Recently I participating in a roundtable discussion with the Harvard Business School Health Care Special Interest Group. Our speaker for the evening was explaining (& pitching) his company, which had developed a tracking approach for identifying which brands of drugs were counterfeit. Apparently that’s a huge problem. That wasn’t the most interesting part.
The most interesting was:
a. how ubiquitous mobile phones are in Africa and
b. how people there are using them to manage their medical care (it’s true consumer-directed healthcare at work)

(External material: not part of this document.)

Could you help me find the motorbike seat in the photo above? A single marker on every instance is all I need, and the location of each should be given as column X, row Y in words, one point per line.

Seems like we in the US could learn a lot from this simple model. It connects the medical buyer directly with the medical provider. Costs are transparent. Payment is swift and simple.In Kenya, for example, a pre-paid care for medical services can be purchased and continuously filled. Family members can add to the stored value as a gift and many do. Physicians accept these cards as payment for medical services, debiting the charges as provided. There is acute awareness of which clinical provider offers the “best value for money”. Patients vote accordingly, with their money and their feet.
Professor Clay Christiansen at Harvard has introduced the world to the concept of “Disintermediation”, the idea that over time, simple innovations starting from the low end of the market, end up completely changing and disrupting the market. Given that seminal insight, maybe we in the US healthcare industry should be looking hard over our shoulder at the innovations underway in Africa.